慌张的一把拉住将要离自己远去的美人,皇甫玄紫连忙摇著头澄清误会。
“紫只是喜欢你,真心喜欢你,只对你一个人有感觉啊!”
仓皇之中他狼狈的抱住幕清幽的腰,像是生怕被丈夫抛弃的糟糠之妻一样紧搂著自己唯一的希望低泣。
“在我眼里,只有你是最适合我的女人。我的那里,只有对你……对你才硬的起来。”
幕清幽眼睛睁得大大的,被他惊世骇俗的话语吓得只想逃避。但是男人却偏偏不给她这个机会,但凡她向後迈出一小步,他的手臂就会环得更紧一分。
并且,D悉了她想要逃跑的决心,皇甫玄紫扬起绝美的容颜,又是凄凄楚楚的一张盈盈泪脸。那美丽的五官哀伤的抽动著,眼角的泪水断了线的珠子似的流个不停,看得幕清幽心都要碎了……
“好了,你先别哭了,别哭了呀……”
真是的,不是说自己是个真男人嘛!为什麽要搞这一招一哭二闹三上吊的女人把戏。
被这个家夥哭得心烦意乱,幕清幽只得顺从的坐下,头痛的想著解决的办法。
“你不用担心我大哥。”
见女人虽然脸色依旧难看,却终於肯好好的接著听他说话。男人感激的用袖子擦擦眼泪,反客为主的将自己的头改为靠在了她的肩膀上,摆出“好女人”的姿态。
“紫不求名分,只要你愿意收了我,我心甘情愿的做你的地下情夫。”
“你、你怎麽能把这种话说得这麽轻松自在啊……”
被他的提议又是惊得浑身一颤,但是侧过脸瞥见男人靠著自己那满脸幸福的模样,想要拒绝的言语在口中转了一圈却又是无论如何都吐不出来,只得怏怏的又咽了回去。
幕清幽叹了口气,觉得自己的麻烦真是大了。
“紫不需要你负责的,我也不是那种黏人的情人。只要……只要你记得我,隔三差五的来我这里一趟,与我温存温存。奴家心里,就十分的满足了。”

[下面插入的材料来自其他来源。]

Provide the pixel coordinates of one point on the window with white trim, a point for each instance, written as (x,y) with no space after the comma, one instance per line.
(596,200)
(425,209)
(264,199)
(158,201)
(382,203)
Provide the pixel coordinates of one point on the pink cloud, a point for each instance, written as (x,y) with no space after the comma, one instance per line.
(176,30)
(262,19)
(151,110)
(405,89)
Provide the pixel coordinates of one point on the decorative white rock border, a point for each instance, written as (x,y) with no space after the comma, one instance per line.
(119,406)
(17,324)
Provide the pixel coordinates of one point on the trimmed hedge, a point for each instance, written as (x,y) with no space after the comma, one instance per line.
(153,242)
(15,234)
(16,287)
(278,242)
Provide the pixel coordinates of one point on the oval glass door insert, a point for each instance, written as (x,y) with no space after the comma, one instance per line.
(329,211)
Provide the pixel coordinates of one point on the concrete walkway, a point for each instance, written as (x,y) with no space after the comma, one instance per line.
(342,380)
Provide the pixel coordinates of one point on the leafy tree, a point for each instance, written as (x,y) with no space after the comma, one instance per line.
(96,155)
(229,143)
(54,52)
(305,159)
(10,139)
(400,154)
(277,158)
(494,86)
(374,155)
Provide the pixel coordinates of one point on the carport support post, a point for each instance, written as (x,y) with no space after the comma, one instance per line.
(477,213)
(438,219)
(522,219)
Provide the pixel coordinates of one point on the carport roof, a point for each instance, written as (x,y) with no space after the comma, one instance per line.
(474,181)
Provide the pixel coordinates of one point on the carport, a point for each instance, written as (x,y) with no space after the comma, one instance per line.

将自己的大手固执的塞进幕清幽的小手里,男人挪动著身体与对方偎得更紧。
“我……”
在皇甫玄紫连番的自说自话下,幕清幽的脸色就像是被强迫著吞了一只癞蛤蟆一般,难看之极。想拒绝却又不忍心打破他卑微的梦想,索性收了他又担心在这深宫大院里偷人,对方还是自己的小叔子被那几个醋缸男人知道了会死的很难看。
就在她徘徊在是当天使拯救迷途小羔羊还是做恶魔始乱终弃中时,旁边的男人见一直劝说仍然没有达到想要的结果,丹凤眼在不易察觉的情况下闪过一丝阴险。
“皇嫂,现在想拒绝的话也已经来不及了哦。”
可怜兮兮的吸了吸鼻子,皇甫玄紫用袖子半遮著脸投给她一个抱歉的眼神。
“什麽意思?”
幕清幽愕然。
“你还记得我上次忍不住去找你求欢,最後走时留给你的消肿药膏吗?”
男人微微一笑,修长的身子歪出了妖美的弧度。
“记得啊,还蛮好用的。”
没有在意这话中的陷阱,幕清幽如实的回答说。
对於皇甫玄紫的医术,她一向是大有信心。药膏啦、迷药啦、止疼散啦,这些东西只要是经由他那双手来制造,就一定是医中圣品。
他毕竟与印无忧师出同门,又会差的到哪里去呢──
“那你用完了吗?”
斜斜的瞄了她一眼,皇甫玄紫右唇持续挑高。
“嗯,一下子就用没了。因为实在是……太舒服了。”
说到此处,幕清幽这才稍微有点不好意思。跟一个男人讲她是如何用自己的手指挖了薄荷绿色的药膏涂在自己那里的,实在是太没心机了吧。
晃了晃自己的头,她咬了咬唇,决定不再持续这个话题。
“啊,那样的话可就糟了……”
魅眸之中缓缓升上惋惜与歉意,皇甫玄紫执起幕清幽的手同情的安抚了起来。
“怎麽?”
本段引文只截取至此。